Saturday, October 05, 2019

THE REST IS QUEST

So now that my little node of irritation that has not yet become a pearl is identified -- a need to be a "heavyweight" and its countervailing command to give all my credits to close males, who don't even know they are involved because its cultural rather than personal --so what do I do?  There isn't a lot of time to do much though much much much needs to be done. Strangely, the dilemma tilts me towards biography, the explanation of others, which I push back against by looking for the big pictures, the long developments, the metaphorical moments.  It also makes me useful to others.

The great benefit is that dealing with this stuff is so absorbing that it rewards me daily in a private but satisfying way.  I see that being "lightweight" is a way to be passive and non-threatening, as though life were a spectator occupation that didn't ask anyone to risk their neck by making a stand.  Our whole culture takes this path, allowing tragedy.

I'm a grandiose narcissist.  I was born at the beginning of WWII and came to consciousness in a narrative that said individuals can heroically save others with small achievements.  A friend said I was a French resistance spy delivering a crucial message by pedalling an old bicycle through the night rain, clenching the actual note in my teeth and knowing that if I'm caught I'll have to quickly swallow it.  That's about right.  Determination and endurance, but no explosions.

This puts me at odds with my family which accepts without question the middle-class terms of life.  Oddly, those trappings -- piano lessons, public lectures, travel, books, "nature" -- in my family were only paid for by doing what is beneath people these days: field labor.  My mother and my sibs and I picked berries and beans, my mother worked in a cannery for a month and did bookkeeping for a button business, but I never understood how to make money. I could never master the relationship between qualifications and salary or between abilities and tasks. 

Money was actively resisted by me because my father used our weekly "allowance" to control our behavior.  For a little kid such strategies -- based on operant conditioning which was "scientific" and thus all the rage -- was a "heavyweight" issue to me.  In fact, converting intimate attachment to a kind of employment is connected to religion and sex -- morality and genetics.  I'm looking through my papers to find an article justifying Lolita, that little twit, as taking care of herself by making her obsessed captor pay the bills.  Cats must've hidden it.

Of course, this was a feature of Brit romances about marrying well.  That meant becoming heavyweight by legal and moral commitment, while all the while pretending to be frivolous.  Index Jane Austen.

In 1948 my father was driving a late night rain-sodden mountain road when his car was hit head-on, giving him a concussion in the prefrontal lobe, right side.  Gradually his behavior changed and his temperament became volatile.  I recognize Trump.  My brothers got out by joining the Marines as soon as they were seventeen. I left for college on a scholarship.  My mother assumed the burden of teaching when our father was fired.  She was fine with that, even released by having her own job.  Then my brother suffered a concussion, hit his head in the same place on his forehead and the story renewed.

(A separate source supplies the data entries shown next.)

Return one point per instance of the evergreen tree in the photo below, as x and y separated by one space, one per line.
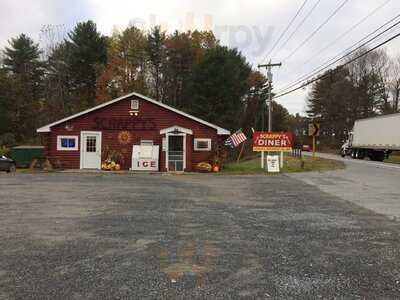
218 86
156 56
87 51
22 84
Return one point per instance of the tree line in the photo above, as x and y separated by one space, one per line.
367 87
189 70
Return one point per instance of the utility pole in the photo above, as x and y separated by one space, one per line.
269 101
269 76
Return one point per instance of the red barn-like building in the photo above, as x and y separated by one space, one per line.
144 133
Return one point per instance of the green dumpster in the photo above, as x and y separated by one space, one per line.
24 155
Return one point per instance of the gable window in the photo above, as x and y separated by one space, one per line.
134 104
67 143
202 144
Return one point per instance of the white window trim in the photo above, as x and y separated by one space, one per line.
134 104
202 140
61 148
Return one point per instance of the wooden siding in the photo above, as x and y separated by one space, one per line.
159 118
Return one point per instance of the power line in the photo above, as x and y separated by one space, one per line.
286 30
341 66
328 63
337 60
317 30
299 25
347 32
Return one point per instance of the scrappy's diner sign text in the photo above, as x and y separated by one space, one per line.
140 124
272 141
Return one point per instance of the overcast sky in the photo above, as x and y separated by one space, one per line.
253 26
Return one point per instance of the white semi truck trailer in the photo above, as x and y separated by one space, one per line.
375 138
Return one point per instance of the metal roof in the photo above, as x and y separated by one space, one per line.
47 128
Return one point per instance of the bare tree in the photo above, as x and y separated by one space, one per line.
394 84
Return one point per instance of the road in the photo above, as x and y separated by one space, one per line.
373 185
109 236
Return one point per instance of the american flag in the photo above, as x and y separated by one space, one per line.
236 139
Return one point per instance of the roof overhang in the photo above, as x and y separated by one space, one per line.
220 130
176 129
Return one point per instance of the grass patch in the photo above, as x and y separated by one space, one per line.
291 165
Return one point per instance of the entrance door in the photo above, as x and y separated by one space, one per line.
176 153
90 150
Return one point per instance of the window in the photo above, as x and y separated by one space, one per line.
146 149
67 143
135 104
91 144
147 142
202 144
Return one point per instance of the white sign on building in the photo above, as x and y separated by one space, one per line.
145 157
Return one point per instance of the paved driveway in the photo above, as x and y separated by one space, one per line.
373 185
91 236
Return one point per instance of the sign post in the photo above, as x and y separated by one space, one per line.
314 130
272 142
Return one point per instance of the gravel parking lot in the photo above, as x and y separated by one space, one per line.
107 236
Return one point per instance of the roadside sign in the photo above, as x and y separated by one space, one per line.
314 129
272 141
273 163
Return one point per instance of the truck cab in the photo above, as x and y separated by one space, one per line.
346 147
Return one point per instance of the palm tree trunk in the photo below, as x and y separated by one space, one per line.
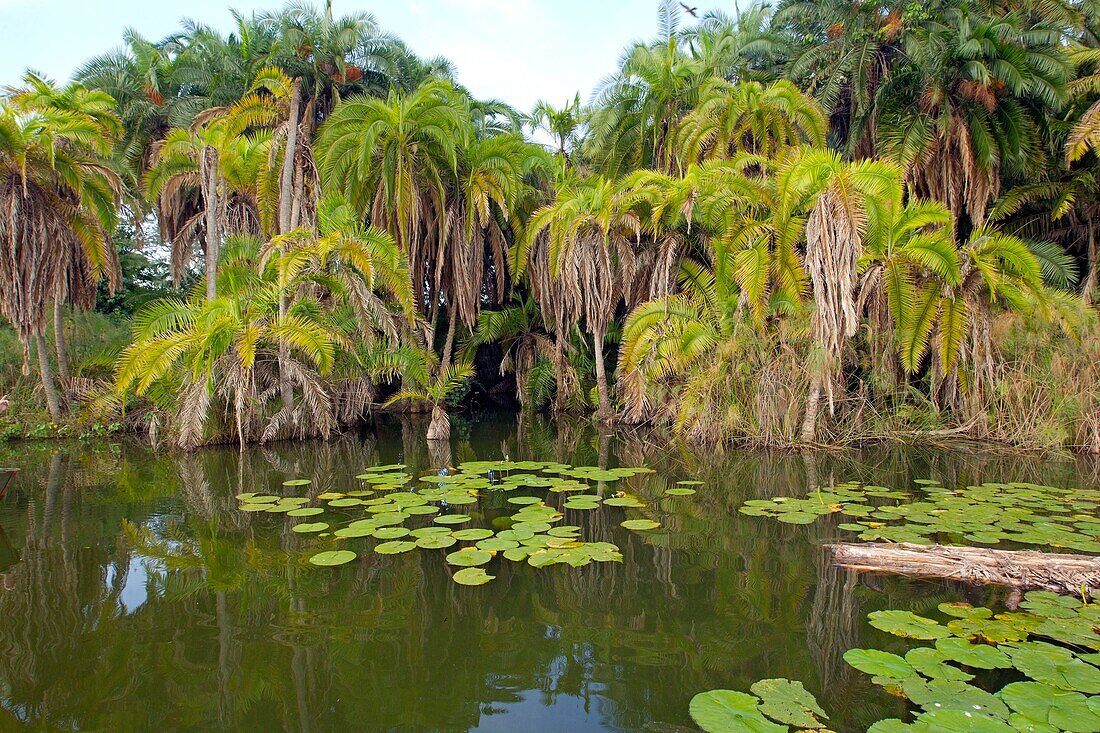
63 370
1090 274
813 406
604 412
286 178
449 345
212 208
285 223
440 428
48 386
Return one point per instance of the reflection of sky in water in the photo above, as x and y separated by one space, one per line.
531 713
135 588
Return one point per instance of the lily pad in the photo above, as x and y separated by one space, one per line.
395 547
472 577
908 624
469 557
308 527
727 711
789 702
331 558
640 525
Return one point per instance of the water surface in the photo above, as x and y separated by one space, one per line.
135 597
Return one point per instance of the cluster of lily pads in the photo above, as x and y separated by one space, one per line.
987 514
430 513
1046 652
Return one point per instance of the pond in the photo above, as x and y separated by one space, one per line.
135 595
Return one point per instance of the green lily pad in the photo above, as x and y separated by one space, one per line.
908 624
1060 709
472 535
436 542
331 558
391 533
469 557
308 527
980 656
452 518
472 577
880 664
395 547
306 511
789 702
640 525
727 711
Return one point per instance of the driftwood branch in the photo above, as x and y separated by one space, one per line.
1021 569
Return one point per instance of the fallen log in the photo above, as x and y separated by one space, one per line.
1021 569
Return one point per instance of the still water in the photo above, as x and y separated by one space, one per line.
134 595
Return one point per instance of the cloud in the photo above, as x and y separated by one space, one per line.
516 10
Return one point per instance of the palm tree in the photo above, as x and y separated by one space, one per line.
59 195
635 111
749 117
579 253
226 349
979 80
562 124
394 160
226 157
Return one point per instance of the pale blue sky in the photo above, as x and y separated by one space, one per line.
514 50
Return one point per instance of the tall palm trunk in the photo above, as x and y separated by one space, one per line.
61 342
285 223
48 386
813 407
604 412
210 201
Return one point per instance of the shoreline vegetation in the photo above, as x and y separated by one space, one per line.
817 223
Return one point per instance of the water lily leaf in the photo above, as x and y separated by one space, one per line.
796 517
881 664
475 534
727 711
789 702
395 547
623 501
640 525
953 695
307 527
452 518
431 531
496 545
908 624
1060 709
306 511
518 535
391 533
331 558
436 542
932 663
980 656
1045 663
472 577
965 611
349 501
469 557
351 533
958 721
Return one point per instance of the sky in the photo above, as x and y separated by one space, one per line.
519 51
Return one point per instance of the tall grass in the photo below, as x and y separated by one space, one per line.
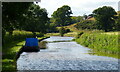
12 44
100 42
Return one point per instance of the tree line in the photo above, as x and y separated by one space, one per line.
31 17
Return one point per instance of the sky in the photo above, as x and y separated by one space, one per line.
78 7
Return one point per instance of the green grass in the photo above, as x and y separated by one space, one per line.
100 42
11 46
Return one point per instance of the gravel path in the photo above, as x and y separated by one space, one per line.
65 56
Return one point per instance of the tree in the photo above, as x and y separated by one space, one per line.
76 19
12 13
62 15
36 19
105 18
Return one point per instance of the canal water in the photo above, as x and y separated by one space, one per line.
64 54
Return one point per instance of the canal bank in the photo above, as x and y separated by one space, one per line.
64 56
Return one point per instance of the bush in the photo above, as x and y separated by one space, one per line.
86 24
62 31
79 34
97 41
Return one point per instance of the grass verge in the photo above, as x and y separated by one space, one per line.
11 46
101 43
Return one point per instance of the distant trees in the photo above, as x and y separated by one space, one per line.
23 16
12 13
86 24
75 19
105 18
62 16
36 19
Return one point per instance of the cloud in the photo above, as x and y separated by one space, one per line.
79 7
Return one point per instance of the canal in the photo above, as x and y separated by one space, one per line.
64 54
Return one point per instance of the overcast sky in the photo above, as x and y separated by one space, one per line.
79 7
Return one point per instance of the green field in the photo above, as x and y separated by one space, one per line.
101 43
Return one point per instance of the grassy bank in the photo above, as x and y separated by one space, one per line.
11 46
100 42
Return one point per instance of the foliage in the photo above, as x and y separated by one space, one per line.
36 19
62 16
11 47
86 24
79 34
62 31
105 18
76 19
117 24
100 42
12 13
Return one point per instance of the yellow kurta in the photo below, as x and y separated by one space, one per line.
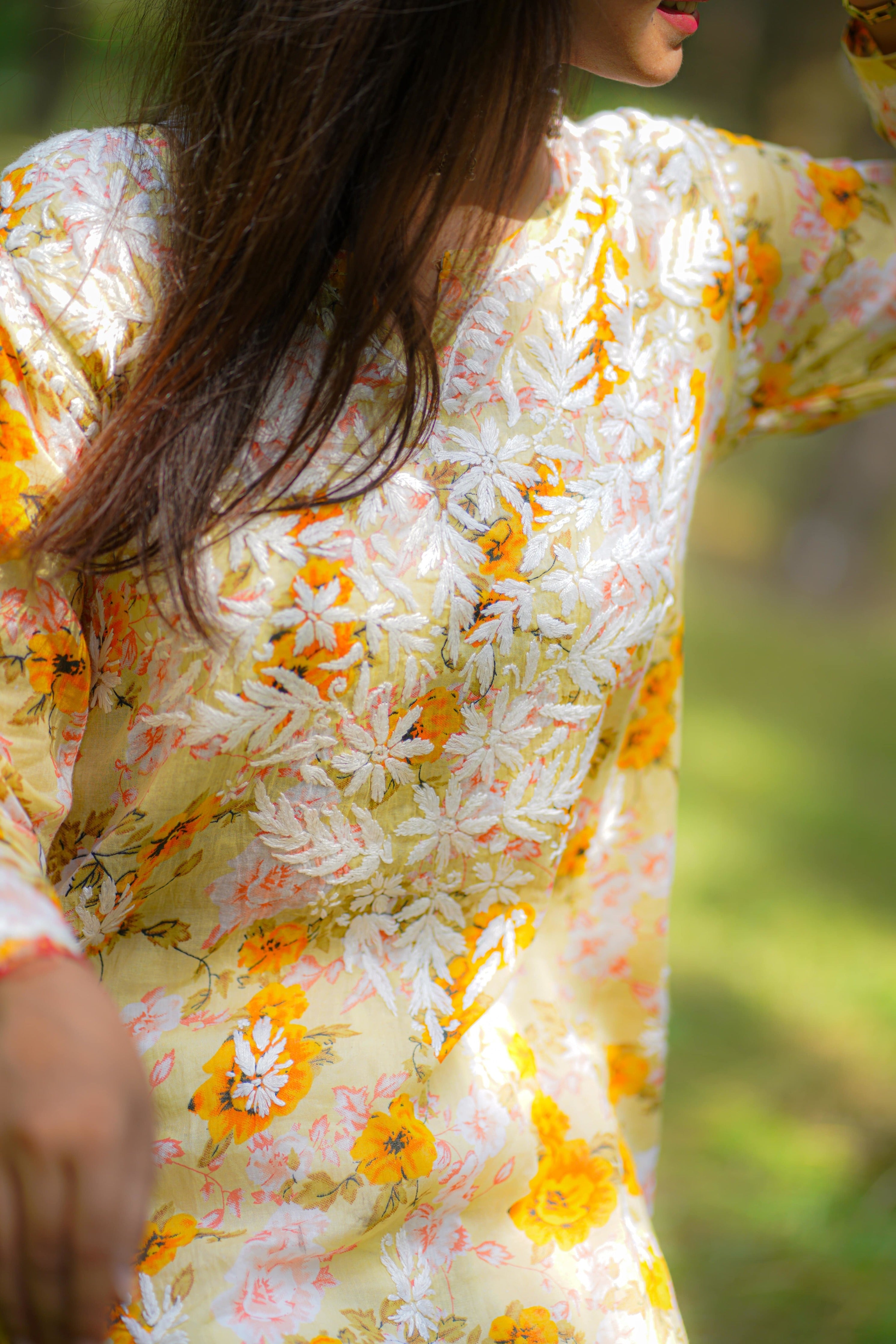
381 879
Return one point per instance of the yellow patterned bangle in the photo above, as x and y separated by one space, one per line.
875 14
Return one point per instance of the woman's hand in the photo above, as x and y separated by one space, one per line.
76 1154
885 34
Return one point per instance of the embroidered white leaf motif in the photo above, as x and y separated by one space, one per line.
491 469
280 724
497 886
485 747
320 842
448 828
315 615
267 1074
417 1315
107 917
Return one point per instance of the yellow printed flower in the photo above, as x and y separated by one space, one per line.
261 1072
653 725
161 1244
763 275
570 1195
629 1170
549 1120
628 1072
272 951
576 853
531 1326
58 668
396 1147
657 1281
503 548
840 194
520 1053
175 835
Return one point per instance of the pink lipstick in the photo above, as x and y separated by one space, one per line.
680 19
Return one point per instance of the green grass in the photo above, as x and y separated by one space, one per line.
778 1181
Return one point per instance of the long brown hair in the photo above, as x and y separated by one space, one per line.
300 131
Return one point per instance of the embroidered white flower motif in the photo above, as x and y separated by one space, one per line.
315 615
577 577
491 468
497 886
107 916
161 1318
449 828
629 420
107 673
418 1315
267 1074
485 747
378 752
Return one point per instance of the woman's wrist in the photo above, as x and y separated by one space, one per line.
883 34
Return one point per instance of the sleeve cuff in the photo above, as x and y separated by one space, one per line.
870 64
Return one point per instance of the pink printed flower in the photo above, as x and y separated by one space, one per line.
483 1123
811 225
166 1151
274 1162
863 294
151 1017
273 1281
257 887
437 1238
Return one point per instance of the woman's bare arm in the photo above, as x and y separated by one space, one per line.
76 1156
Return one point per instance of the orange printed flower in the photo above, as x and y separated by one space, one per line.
549 1120
58 668
440 718
653 725
657 1281
717 298
763 275
570 1195
576 854
629 1170
265 952
308 663
261 1072
503 548
840 193
774 386
396 1147
628 1072
523 1057
596 357
531 1326
176 834
161 1244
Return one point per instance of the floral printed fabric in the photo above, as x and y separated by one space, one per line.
381 881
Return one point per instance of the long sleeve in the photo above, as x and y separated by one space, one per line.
812 288
68 322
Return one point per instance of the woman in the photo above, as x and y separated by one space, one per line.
351 431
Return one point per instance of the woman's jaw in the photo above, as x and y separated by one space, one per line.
633 41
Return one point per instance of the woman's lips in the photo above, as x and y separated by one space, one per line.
687 23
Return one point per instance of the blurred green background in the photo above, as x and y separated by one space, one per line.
778 1182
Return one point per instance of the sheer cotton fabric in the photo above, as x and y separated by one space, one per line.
381 878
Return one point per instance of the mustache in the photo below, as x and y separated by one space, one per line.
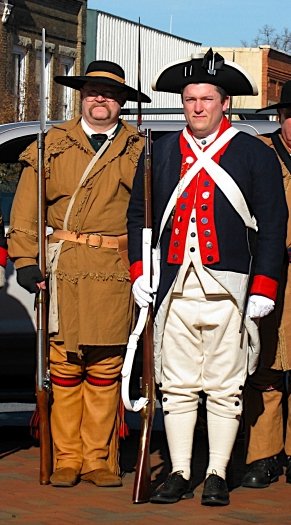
99 105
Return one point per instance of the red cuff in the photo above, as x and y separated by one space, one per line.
3 256
135 271
266 286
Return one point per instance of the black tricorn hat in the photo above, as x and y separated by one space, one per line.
103 72
285 98
209 68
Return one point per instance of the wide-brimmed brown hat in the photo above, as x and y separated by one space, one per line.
103 72
285 98
209 68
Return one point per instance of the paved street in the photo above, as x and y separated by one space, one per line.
24 502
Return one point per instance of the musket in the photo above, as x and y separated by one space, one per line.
42 368
142 481
144 326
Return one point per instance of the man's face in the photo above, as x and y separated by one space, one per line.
203 108
285 120
101 104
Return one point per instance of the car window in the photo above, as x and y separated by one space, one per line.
9 177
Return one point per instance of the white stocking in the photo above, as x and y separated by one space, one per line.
222 433
180 430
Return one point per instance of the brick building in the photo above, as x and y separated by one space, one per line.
21 23
269 67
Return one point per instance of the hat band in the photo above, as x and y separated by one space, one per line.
106 74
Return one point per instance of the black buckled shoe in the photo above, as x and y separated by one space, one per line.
262 473
215 491
288 470
173 489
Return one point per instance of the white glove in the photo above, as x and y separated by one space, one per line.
259 306
142 292
2 276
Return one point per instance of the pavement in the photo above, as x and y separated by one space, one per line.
23 501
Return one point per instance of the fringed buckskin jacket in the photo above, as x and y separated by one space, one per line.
95 305
282 314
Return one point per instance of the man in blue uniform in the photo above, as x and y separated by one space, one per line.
219 215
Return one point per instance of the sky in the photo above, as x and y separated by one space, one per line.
220 23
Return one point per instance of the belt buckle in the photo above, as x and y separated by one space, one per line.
92 245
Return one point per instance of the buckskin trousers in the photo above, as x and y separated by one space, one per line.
266 437
84 412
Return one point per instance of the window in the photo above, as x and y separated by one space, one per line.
19 88
67 69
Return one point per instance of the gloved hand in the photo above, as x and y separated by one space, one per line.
2 276
142 292
259 306
29 277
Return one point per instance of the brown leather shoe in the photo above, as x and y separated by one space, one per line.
64 477
102 477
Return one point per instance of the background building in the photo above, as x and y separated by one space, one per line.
269 67
20 43
113 38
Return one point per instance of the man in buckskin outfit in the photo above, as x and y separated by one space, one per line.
90 163
218 201
269 387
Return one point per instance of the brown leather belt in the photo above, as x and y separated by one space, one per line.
93 240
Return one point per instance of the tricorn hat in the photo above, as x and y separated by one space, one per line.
285 98
209 68
103 72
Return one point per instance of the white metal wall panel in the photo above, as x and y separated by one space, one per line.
117 40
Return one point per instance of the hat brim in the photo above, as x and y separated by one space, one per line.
275 106
231 77
78 83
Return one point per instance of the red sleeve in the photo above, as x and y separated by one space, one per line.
3 256
266 286
135 271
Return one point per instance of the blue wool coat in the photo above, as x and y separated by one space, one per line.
256 170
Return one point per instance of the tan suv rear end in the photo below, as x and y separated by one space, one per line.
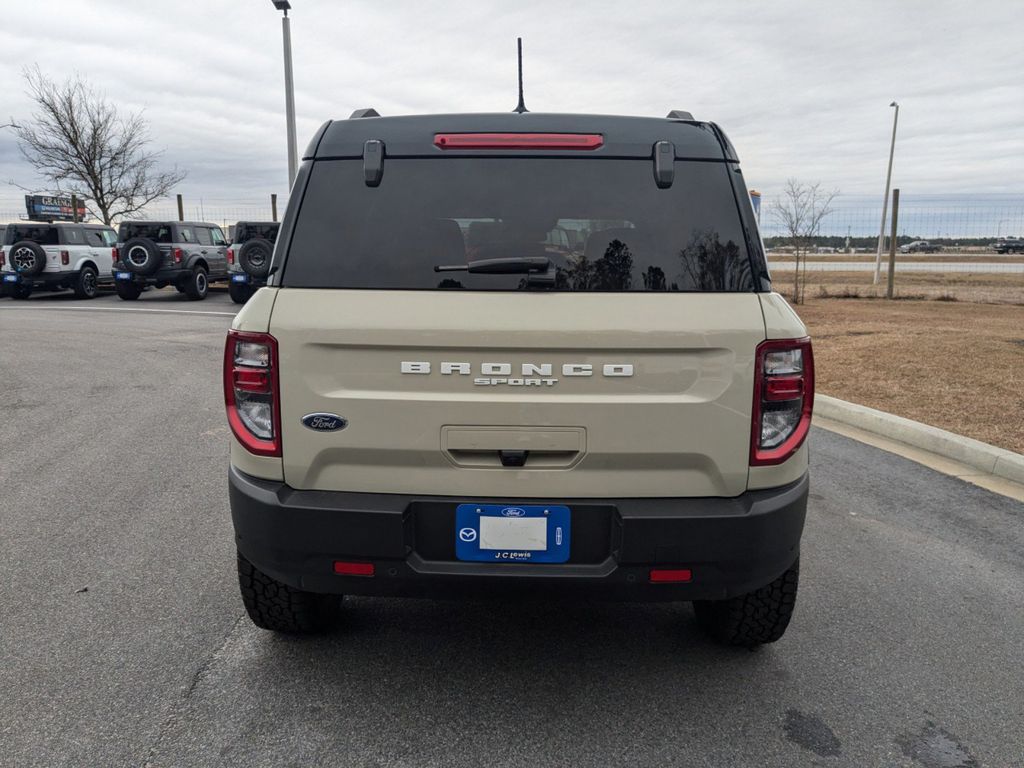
507 353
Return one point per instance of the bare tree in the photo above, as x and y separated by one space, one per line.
78 140
799 213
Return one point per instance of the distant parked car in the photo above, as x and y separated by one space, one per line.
54 257
187 255
920 246
1009 245
249 257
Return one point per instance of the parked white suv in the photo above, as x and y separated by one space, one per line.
56 256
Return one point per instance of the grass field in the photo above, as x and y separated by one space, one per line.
954 365
980 288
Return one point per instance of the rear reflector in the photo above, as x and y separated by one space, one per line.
518 140
353 568
665 576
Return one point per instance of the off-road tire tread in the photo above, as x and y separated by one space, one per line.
275 606
755 619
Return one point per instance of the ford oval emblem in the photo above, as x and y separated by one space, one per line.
325 422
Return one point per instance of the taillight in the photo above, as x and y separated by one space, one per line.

In the end, the note clenched in my teeth said, "Save yourself."  My mother was very angry with me that I was no longer middle-class, no longer lightweight, no longer someone who played by her rules.  The question became finding a new context, a new view of life.  All the rest is a quest.

And avoiding traps.

Newly repaired, today my pickup carried me to Shelby to the laundromat, a task long overdue.  Snow still stretched over the hills, taut and crusted, way too early, cutting the fetlocks of livestock.  All was curves of indigo and azure, a shallow wind curve taking a quarter of the sky where clouds piled up against the mountains.  Few people on the road when I went -- more on the way back and by then the wind had hit the highway but no snow was loose to blow.  

Somehow a bit of water had gotten into the pickup gas days earlier, but I carry a bottle of Heet, and that solved the problem.  No repeat today.  When I got home the cats were camped on the electric bed, so comfortable that none came to interfere with my laundry sorting.  But they had been busy.  Papers scattered across the rooms.  I was only pleased that the house was warm, since it was cold when I had gotten up.  There's a little sensor in the floor furnace that occasionally fails to respond.  It only needs a little tweak.


These are tiny dangers, easy to cope with in order to get on with the real business, which is thinking.  Print is only an enablement.  Here I am.